The impact of the strike was also noticed in state-run telecom firms such as BSNL, MTNL and in defence factories, power and cement firms, but had negligible impact in the ports and aviation sectors. The Delhi government invoked ESMA against the strike call by nurses.
The central trade unions, however, claimed that the strike was the “biggest ever” with employees from all sectors of the economy — organised and unorganised, public sector and private sector, central and state government departments, and scheme workers — participating. “Workers actively participated in the strike despite the use of state repression including the use of police force in some states like West Bengal, Haryana, Uttar Pradesh, Assam, etc.
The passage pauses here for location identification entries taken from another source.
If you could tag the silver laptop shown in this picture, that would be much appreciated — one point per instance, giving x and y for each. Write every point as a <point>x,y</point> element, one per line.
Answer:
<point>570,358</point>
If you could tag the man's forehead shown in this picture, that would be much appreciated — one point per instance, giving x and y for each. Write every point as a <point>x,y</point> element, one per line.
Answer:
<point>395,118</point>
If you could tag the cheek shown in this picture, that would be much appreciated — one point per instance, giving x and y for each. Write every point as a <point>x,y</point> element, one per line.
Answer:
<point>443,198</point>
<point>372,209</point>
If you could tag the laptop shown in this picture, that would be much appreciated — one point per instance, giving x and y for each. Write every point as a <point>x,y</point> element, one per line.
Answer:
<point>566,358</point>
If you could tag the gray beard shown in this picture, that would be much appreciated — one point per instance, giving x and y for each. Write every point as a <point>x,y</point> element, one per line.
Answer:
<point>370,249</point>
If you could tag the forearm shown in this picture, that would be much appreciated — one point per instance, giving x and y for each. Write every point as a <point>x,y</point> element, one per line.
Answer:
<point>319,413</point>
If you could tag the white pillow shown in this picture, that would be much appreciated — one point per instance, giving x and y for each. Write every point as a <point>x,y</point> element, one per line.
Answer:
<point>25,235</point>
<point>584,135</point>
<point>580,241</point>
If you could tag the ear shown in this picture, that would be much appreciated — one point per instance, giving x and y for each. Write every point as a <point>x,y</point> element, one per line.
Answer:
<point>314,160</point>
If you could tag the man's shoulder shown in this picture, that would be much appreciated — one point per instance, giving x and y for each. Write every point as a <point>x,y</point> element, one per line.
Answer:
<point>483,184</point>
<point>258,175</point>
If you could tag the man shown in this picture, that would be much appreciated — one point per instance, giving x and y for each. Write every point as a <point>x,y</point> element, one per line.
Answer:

The Trinamool government in West Bengal used the brutal force of its police to physically attack the workers on strike,” CITU general secretary Tapan Sen said in a statement. The strike was total in Kerala and Tripura, he said.
The CTUs were demanding banning speculative trade in the commodities market, containing of unemployment, strict enforcement of basic labour laws, universal social security cover for all workers, minimum wages of Rs 18,000 per month, assured pension of no less than Rs 3,000 per month for the entire working population, stoppage of PSU disinvestment, removal of all ceilings on payment and eligibility of bonus, complete reversal of allowing FDI in defence and railways and abandoning the plan to amend labour laws.
The government tried to dissuade workmen from resorting to the strike by raising minimum wage for unskilled non-agricultural workers for C category areas by 42% and promising to assess the feasibility of ESIC benefit to scheme volunteers, but that failed to break the ice.